PyDDA (Pythonic Direct Data Assimilation) is a Python package for retrieving three-dimensional wind fields from one or more Doppler weather radars. This technique is commonly called multi-Doppler or dual-Doppler wind retrieval (though PyDDA supports an arbitrary number of radars).

Why multi-Doppler retrieval?#

A single Doppler radar measures only the component of wind motion along the radar beam (the radial velocity). By combining observations from two or more radars viewing the same storm volume from different angles, it becomes possible to decompose the full three-dimensional wind vector (u, v, w) at each grid point.

The quality of the retrieved vertical velocity w depends strongly on the beam-crossing angle (BCA) — the angle between the two radar beams at each grid point.
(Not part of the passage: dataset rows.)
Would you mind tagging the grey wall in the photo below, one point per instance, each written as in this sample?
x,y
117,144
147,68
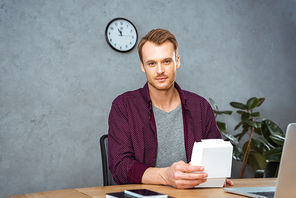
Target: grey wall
x,y
58,76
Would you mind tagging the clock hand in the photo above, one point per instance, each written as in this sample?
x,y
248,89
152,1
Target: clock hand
x,y
119,32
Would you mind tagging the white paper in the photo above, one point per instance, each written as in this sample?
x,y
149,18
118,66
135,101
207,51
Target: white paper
x,y
215,155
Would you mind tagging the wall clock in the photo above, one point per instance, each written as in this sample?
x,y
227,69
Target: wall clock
x,y
121,34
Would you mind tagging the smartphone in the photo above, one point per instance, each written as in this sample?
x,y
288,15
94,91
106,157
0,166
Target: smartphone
x,y
143,193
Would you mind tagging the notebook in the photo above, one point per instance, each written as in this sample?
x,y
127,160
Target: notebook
x,y
285,186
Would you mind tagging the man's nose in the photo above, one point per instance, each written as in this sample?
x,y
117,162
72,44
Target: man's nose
x,y
160,68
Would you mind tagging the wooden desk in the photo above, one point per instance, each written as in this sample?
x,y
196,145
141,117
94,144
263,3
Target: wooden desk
x,y
97,192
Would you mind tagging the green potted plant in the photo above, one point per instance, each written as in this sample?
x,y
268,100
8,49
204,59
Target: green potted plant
x,y
263,152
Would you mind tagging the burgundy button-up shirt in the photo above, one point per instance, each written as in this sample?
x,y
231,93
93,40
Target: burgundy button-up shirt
x,y
132,139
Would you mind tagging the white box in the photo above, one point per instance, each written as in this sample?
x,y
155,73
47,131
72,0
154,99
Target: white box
x,y
215,155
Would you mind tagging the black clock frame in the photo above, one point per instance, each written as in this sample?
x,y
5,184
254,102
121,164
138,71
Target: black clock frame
x,y
106,32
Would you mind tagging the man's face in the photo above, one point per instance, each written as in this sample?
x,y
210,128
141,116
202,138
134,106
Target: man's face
x,y
160,65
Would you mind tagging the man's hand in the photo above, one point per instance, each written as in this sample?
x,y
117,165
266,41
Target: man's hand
x,y
178,175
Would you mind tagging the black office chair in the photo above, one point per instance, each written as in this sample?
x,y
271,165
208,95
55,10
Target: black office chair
x,y
107,175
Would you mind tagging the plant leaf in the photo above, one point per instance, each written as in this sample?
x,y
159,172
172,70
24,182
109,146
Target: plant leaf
x,y
237,126
245,116
254,124
255,114
260,145
221,126
238,105
213,104
223,112
261,100
274,155
270,128
278,139
241,112
252,103
258,131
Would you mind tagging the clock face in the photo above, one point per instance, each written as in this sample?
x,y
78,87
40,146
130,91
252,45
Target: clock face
x,y
121,34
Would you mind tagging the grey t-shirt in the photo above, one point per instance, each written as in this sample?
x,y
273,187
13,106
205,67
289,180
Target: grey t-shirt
x,y
170,136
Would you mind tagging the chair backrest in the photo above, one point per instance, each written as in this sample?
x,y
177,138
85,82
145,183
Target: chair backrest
x,y
107,175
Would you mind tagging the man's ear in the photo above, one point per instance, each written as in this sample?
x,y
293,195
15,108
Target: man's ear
x,y
142,67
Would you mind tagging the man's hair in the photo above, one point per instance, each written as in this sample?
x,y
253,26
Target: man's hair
x,y
158,36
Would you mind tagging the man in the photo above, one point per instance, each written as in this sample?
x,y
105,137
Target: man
x,y
152,130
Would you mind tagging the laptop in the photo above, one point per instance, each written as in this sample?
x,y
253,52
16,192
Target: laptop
x,y
285,186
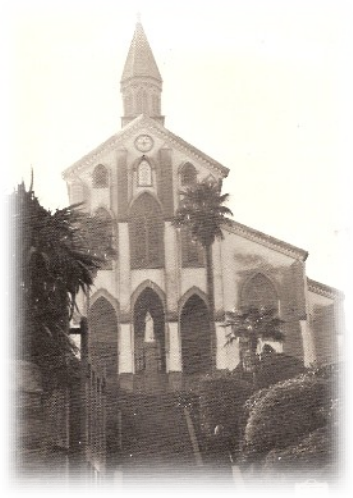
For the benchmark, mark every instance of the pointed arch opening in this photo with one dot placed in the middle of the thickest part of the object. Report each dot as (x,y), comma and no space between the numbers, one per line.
(192,253)
(103,326)
(100,177)
(146,229)
(144,173)
(259,292)
(195,336)
(188,175)
(149,332)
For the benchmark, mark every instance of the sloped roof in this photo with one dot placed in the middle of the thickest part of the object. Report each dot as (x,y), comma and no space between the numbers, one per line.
(266,240)
(143,122)
(140,61)
(325,290)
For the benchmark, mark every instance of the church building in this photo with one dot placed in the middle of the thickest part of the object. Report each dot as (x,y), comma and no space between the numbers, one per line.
(148,309)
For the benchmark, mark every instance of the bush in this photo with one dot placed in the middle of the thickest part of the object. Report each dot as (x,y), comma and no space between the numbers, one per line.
(294,414)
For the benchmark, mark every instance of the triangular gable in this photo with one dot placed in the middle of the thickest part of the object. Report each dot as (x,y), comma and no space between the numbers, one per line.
(142,121)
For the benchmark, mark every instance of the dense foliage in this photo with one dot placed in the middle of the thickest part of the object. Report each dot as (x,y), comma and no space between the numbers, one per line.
(203,213)
(252,325)
(43,265)
(202,210)
(302,423)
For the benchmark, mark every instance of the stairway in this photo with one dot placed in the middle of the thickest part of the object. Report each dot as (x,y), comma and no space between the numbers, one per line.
(158,456)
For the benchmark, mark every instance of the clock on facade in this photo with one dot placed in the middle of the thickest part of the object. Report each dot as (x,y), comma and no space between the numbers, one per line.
(144,143)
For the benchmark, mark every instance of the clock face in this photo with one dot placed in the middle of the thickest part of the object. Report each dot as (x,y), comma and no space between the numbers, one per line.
(144,143)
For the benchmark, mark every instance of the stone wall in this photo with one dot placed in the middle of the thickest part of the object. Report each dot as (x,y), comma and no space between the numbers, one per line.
(22,449)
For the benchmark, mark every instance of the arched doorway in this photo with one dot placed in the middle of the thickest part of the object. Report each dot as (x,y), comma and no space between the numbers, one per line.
(149,329)
(103,327)
(195,336)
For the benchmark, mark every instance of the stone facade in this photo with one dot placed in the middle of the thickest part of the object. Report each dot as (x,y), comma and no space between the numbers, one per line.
(22,440)
(51,444)
(136,177)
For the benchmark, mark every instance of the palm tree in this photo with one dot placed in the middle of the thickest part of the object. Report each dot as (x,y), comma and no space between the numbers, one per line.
(203,213)
(251,325)
(43,266)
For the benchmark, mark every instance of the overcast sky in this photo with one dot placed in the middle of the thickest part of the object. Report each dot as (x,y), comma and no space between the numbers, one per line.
(264,87)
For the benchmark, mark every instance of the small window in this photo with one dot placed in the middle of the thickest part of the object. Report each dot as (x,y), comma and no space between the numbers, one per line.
(144,174)
(100,176)
(259,292)
(188,175)
(191,250)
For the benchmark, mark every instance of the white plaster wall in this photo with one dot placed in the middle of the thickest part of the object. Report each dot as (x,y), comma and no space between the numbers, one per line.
(174,363)
(240,256)
(193,277)
(126,355)
(106,279)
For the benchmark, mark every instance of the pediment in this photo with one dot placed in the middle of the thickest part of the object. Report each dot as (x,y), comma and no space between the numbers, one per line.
(143,123)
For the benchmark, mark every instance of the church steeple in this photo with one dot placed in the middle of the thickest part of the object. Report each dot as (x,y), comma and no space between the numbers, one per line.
(141,82)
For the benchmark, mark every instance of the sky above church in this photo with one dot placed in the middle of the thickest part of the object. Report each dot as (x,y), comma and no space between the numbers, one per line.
(264,87)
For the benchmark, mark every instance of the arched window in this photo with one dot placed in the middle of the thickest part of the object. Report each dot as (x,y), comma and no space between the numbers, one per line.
(260,292)
(188,175)
(144,174)
(100,176)
(192,253)
(146,228)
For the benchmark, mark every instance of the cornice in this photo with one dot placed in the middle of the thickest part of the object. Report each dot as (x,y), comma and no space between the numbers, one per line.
(325,290)
(266,240)
(128,131)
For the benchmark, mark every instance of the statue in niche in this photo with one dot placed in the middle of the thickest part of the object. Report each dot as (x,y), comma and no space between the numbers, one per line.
(149,328)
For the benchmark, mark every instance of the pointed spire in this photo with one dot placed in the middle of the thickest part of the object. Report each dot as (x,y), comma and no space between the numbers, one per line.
(141,81)
(140,61)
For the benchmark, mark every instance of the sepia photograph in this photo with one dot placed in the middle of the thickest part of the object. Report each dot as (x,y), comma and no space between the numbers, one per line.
(176,249)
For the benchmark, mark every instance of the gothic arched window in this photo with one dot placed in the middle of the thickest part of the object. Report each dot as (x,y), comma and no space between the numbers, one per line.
(188,175)
(144,174)
(260,292)
(192,253)
(100,176)
(146,228)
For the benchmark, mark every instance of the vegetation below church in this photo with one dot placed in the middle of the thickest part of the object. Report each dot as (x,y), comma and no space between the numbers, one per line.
(44,263)
(303,428)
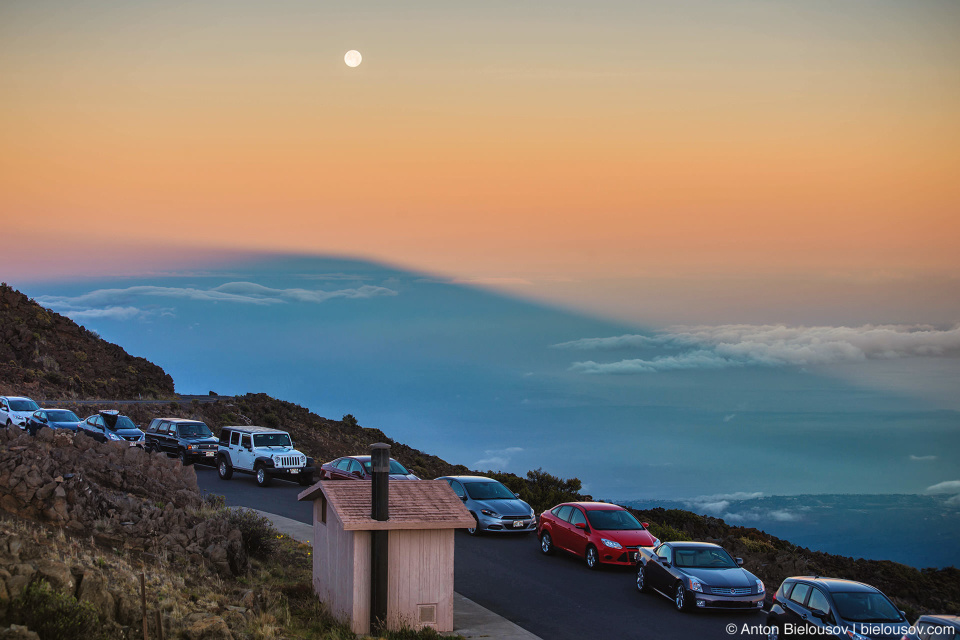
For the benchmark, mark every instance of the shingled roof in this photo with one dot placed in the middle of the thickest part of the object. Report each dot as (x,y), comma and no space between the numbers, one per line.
(414,504)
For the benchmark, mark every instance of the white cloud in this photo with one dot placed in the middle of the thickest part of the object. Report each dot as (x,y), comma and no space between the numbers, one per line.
(497,459)
(782,515)
(727,346)
(89,305)
(113,313)
(718,503)
(493,281)
(950,486)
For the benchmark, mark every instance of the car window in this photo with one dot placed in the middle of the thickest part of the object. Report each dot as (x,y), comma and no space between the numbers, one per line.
(933,631)
(665,553)
(577,517)
(818,601)
(799,593)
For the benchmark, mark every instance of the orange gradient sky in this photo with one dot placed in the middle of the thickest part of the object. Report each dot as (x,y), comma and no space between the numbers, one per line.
(556,142)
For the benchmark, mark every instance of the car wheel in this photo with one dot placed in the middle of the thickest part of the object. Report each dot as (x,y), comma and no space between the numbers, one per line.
(641,579)
(592,557)
(263,479)
(680,599)
(546,544)
(475,529)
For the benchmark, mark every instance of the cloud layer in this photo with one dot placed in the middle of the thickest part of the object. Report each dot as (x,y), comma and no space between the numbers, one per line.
(730,346)
(119,303)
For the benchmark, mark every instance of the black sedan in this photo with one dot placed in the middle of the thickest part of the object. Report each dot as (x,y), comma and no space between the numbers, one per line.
(52,418)
(190,440)
(698,575)
(111,426)
(834,607)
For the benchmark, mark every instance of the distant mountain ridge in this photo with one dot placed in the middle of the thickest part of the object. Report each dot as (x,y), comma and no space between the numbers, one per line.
(44,354)
(771,558)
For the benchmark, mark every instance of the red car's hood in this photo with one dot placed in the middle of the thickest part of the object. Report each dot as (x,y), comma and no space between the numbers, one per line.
(633,538)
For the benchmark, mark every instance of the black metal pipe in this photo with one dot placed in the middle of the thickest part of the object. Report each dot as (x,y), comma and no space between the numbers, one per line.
(379,540)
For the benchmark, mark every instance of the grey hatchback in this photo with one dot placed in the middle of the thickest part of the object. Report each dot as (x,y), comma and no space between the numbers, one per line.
(493,506)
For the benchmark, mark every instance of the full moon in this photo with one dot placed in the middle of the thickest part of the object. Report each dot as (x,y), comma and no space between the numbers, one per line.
(353,58)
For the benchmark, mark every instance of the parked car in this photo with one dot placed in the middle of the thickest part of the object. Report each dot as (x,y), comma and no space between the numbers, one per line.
(359,468)
(934,628)
(53,418)
(266,453)
(817,606)
(111,426)
(598,532)
(190,440)
(493,506)
(699,575)
(15,410)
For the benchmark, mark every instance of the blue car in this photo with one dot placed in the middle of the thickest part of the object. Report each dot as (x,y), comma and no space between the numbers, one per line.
(52,418)
(493,506)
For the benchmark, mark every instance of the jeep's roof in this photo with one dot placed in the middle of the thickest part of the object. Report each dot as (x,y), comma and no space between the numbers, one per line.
(253,429)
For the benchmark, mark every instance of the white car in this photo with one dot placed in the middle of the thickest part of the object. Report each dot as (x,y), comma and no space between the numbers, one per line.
(15,410)
(263,452)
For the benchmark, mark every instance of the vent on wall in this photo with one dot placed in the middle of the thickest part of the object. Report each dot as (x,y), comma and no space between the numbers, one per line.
(428,614)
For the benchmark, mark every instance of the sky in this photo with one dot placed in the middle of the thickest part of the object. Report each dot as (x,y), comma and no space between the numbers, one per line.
(748,188)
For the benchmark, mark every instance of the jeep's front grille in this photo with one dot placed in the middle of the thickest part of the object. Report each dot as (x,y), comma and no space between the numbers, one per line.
(289,461)
(727,591)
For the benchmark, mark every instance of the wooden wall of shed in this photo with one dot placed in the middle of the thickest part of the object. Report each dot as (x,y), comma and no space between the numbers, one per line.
(421,572)
(341,574)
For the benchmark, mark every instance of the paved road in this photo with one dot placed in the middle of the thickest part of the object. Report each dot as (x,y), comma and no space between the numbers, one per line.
(556,598)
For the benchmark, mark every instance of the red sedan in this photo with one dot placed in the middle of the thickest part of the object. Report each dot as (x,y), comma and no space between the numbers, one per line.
(595,531)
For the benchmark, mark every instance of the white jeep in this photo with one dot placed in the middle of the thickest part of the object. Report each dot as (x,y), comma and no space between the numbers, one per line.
(263,452)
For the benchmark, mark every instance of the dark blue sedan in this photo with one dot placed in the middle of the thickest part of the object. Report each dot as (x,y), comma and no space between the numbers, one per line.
(53,418)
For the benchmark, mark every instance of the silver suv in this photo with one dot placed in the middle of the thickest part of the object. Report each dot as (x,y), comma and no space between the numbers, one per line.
(263,452)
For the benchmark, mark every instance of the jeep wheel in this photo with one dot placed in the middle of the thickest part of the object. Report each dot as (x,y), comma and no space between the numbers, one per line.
(224,470)
(263,478)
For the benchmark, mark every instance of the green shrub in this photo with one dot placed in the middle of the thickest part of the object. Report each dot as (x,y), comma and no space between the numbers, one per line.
(55,616)
(260,538)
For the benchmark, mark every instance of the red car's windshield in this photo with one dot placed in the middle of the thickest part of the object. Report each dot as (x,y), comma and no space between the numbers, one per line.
(612,520)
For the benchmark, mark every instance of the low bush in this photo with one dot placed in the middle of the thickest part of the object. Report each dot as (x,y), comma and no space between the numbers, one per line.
(260,538)
(55,616)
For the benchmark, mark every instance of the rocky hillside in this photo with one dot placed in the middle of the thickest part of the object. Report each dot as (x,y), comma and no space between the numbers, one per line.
(46,355)
(319,437)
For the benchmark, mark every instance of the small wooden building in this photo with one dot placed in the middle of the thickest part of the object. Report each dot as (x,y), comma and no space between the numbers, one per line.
(423,517)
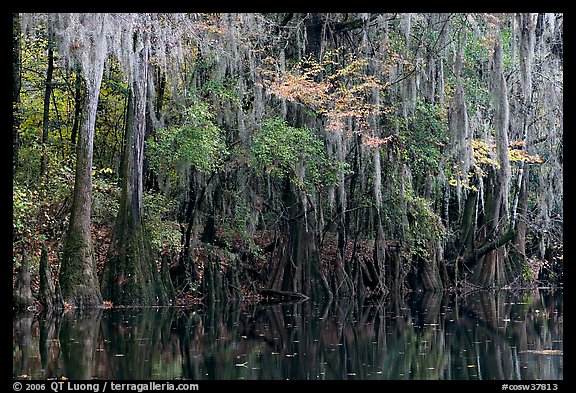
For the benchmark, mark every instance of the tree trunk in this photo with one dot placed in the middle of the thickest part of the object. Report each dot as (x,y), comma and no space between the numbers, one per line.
(46,113)
(22,293)
(131,275)
(77,107)
(78,280)
(50,296)
(16,84)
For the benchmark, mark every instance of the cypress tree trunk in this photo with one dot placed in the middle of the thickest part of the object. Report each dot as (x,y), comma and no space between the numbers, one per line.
(50,296)
(16,84)
(131,274)
(22,293)
(78,280)
(46,112)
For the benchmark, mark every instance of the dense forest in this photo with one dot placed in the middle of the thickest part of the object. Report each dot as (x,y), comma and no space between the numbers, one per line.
(198,158)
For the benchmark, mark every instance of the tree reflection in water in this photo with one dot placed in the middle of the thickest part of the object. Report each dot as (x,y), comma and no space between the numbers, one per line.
(483,335)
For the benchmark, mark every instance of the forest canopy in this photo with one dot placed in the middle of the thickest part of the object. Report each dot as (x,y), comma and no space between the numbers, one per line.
(167,158)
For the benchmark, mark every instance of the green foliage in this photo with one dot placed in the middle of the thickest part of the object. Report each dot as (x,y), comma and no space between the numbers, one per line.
(425,228)
(196,140)
(282,150)
(162,227)
(424,138)
(105,196)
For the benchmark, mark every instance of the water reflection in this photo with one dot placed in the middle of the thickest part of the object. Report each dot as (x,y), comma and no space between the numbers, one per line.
(484,335)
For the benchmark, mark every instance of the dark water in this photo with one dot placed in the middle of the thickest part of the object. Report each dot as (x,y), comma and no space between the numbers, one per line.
(485,335)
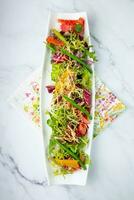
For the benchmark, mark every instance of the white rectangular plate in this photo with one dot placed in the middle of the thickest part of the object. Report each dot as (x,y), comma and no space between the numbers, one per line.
(79,177)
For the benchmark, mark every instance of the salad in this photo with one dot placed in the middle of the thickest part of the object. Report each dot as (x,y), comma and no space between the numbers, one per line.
(70,113)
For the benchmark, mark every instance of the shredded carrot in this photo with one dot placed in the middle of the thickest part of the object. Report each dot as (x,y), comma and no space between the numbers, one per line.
(52,40)
(68,163)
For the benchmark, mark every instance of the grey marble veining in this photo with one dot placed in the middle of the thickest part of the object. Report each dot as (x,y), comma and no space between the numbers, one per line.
(22,28)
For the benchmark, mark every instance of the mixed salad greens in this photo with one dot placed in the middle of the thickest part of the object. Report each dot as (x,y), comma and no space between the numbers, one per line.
(69,117)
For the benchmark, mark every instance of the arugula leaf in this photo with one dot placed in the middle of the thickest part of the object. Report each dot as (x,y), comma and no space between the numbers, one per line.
(78,28)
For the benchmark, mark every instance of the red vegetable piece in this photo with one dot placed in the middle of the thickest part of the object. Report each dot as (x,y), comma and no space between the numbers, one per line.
(50,88)
(82,129)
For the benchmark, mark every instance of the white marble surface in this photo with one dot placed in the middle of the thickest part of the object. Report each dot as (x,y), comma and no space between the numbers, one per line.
(22,27)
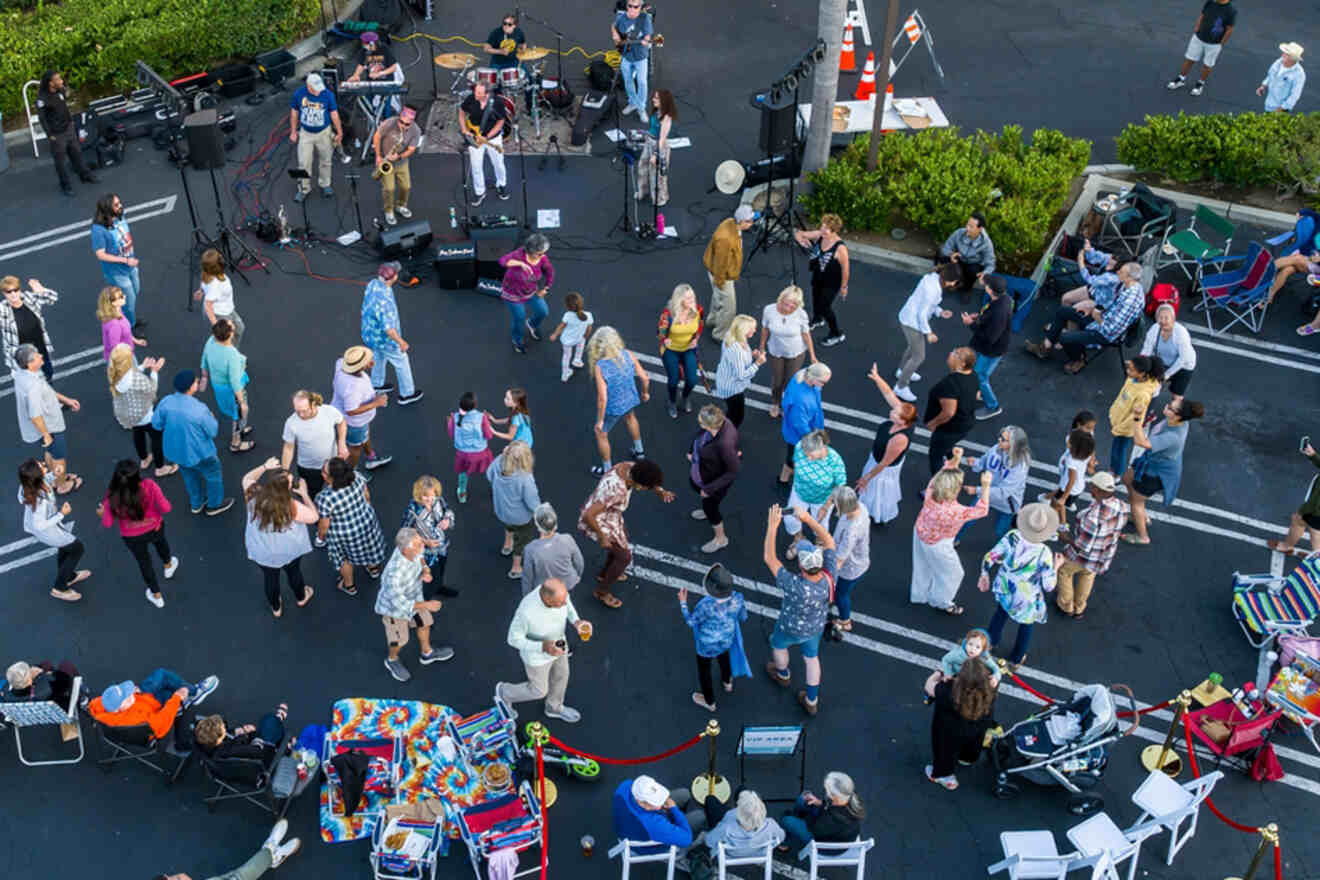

PyDDA uses a BCA threshold (default: 30°–150°) to mask grid points where the geometry is too unfavorable for reliable multi-Doppler synthesis.

How PyDDA works#

PyDDA formulates wind retrieval as a variational problem. It minimizes a cost function J that penalizes deviations from:

  • observed radial velocities from each radar (Jo)

  • the anelastic mass continuity equation (Jm)

  • smoothness of the wind field (Js)

  • optional background/sounding constraints (Jb)

  • optional model constraints, e.g., HRRR or WRF (Jmod)

The minimization uses the L-BFGS-B algorithm (via SciPy, Jax, or TensorFlow) to find the wind field that best satisfies all active constraints simultaneously. Each constraint is weighted by a user-supplied coefficient, allowing the relative importance of each term to be tuned for a given radar network geometry and scientific application.

Workflow overview#

The full multi-Doppler retrieval workflow consists of the following steps, each covered in a dedicated section of this user guide:

  1. Read radar data — Load raw radar files using Py-ART (Reading in Radar Data in Native Radial Coordinates).

  2. Quality control — Remove noise, ground clutter, and second-trip echoes, then dealias the Doppler velocities (Radar Data Quality Control - Dealiasing).

  3. Grid to Cartesian coordinates — Project the radar data from native antenna coordinates onto a common Cartesian grid (Converting the radar data to Cartesian coordinates with Py-ART).

  4. Retrieve the wind field — Run PyDDA’s variational solver (Retrieving your first wind field).

  5. Optimize parameters — Tune the cost function weights to balance accuracy and smoothness (Optimizing your wind retrieval).

  6. Visualize — Plot horizontal and vertical cross-sections of the retrieved wind field (Visualizing the wind retrieval).

If you would like to contribute a new section to this user guide, please use the template.rst file in the documentation source directory.